The details ranged from the innocuous -- the lip balm used by the firefighters -- to the costs of aerial drops. The tab for one day of firefighting was more than $2.5 million. Despite such expenses, the series showed, fire protection policies were not working, and bigger, deadlier fires were raging.

"Calculating how the money was spent gave us a window into explaining how these escalating costs came about," Cart said. "Then you can look at all the component parts and ask, 'Are they necessary?' and, most importantly, 'Are they effective?' This is taxpayers' money."

"We are delighted to get the award at a time when the Los Angeles Times has gotten a lot of bad news," Boxall said. The Times' parent company, Tribune Co., filed for Chapter 11 bankruptcy protection in December and has cut hundreds of jobs in the last year.

Editor Russ Stanton noted that fewer papers across the country still do in-depth reporting but said that The Times "will always be one."

Judges called the reporting a "fresh and painstaking exploration." Frank Clifford, then The Times' environmental editor, launched the reporting in 2007 before leaving the paper, and the series was edited by Marc Duvoisin. Duvoisin and Clifford also helped guide The Times to a 2007 Pulitzer for its "Altered Oceans" series.

The most medals won Monday went to the New York Times. It was honored in the breaking news category for coverage of Gov.

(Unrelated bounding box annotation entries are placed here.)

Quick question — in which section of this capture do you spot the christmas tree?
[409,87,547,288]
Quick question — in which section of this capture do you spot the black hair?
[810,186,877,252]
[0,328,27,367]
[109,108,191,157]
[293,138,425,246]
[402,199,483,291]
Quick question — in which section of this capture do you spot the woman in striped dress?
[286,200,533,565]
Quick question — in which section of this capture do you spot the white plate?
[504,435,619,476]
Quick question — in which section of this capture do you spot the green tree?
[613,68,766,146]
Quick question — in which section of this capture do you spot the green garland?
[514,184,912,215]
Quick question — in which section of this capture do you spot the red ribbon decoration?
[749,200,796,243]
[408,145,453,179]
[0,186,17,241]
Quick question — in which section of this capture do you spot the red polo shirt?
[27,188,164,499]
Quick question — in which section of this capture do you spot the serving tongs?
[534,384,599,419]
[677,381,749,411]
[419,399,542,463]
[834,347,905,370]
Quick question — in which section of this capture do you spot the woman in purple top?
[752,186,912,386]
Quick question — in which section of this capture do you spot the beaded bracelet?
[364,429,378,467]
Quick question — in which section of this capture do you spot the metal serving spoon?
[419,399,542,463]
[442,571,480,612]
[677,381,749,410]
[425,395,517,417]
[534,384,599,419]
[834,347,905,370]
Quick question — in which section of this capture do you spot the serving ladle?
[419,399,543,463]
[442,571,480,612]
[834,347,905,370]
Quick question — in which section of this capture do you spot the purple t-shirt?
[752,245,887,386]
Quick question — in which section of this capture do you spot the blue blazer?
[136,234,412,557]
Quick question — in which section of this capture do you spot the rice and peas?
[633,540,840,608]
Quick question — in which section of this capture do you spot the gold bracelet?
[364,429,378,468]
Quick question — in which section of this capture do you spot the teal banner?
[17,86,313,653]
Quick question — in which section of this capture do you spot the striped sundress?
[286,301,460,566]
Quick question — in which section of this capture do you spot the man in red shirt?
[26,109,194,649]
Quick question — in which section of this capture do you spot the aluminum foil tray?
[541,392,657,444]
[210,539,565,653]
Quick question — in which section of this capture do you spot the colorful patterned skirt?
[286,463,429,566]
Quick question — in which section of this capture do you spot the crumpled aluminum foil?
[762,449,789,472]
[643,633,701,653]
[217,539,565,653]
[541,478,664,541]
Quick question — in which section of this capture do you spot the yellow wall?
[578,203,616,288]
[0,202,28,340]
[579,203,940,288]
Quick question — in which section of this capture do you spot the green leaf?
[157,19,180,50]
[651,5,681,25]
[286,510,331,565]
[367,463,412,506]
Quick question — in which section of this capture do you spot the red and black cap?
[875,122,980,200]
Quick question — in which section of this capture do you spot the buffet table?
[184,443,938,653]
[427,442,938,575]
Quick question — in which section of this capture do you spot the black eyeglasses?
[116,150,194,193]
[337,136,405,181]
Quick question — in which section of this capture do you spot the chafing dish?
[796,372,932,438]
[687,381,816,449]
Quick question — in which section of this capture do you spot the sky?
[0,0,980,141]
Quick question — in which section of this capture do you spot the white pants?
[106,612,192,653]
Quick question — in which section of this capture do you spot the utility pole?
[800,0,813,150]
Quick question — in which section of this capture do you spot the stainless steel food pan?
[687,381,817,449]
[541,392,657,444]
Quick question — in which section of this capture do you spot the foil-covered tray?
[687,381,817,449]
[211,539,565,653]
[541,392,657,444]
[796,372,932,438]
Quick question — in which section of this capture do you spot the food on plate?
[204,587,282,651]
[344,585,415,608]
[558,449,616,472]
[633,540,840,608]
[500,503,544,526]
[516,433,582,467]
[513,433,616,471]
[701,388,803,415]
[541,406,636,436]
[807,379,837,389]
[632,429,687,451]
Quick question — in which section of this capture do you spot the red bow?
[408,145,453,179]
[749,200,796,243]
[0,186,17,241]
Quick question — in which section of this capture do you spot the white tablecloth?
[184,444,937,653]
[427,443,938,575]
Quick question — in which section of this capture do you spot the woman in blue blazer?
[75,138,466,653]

Eliot Spitzer's downfall amid revelations of his involvement with a prostitute. The newspaper also was awarded the investigative prize for "tenacious reporting" by David Barstow that revealed the Pentagon's use of retired generals -- working as radio and TV analysts -- to make its case for the war in Iraq. In international reporting, the New York Times won for coverage of U.S. military and political challenges in Afghanistan and Pakistan.

The newspaper also won for Holland Cotter's art reviews and for Damon Winter's "memorable array of pictures deftly capturing multiple facets of Barack Obama's presidential campaign."

The newspaper holds the record of seven Pulitzers in a single year, for coverage of the aftermath of the Sept. 11 attacks.

Two papers shared the local reporting prize Monday. The Detroit Free Press won for uncovering a "pattern of lies" that led to jail time for Mayor Kwame Kirkpatrick. And the East Valley Tribune of Mesa, Ariz., was cited for reporting on how public safety was compromised by a sheriff's obsession with chasing illegal immigrants. One of the two reporters on the winning Arizona team, Paul Giblin, was laid off in January when the newspaper slashed 142 jobs. The reporter who worked with Giblin, Ryan Gabrielson, said it took them six months to complete the project. "This is about the only word to describe it -- unbelievable," Gabrielson said when he learned of the Pulitzer, the Tribune reported.

The East Valley Tribune is a free community newspaper. It cut back publishing to four days a week in January to reduce costs and will go to three days May 15, but operates seven days a week online.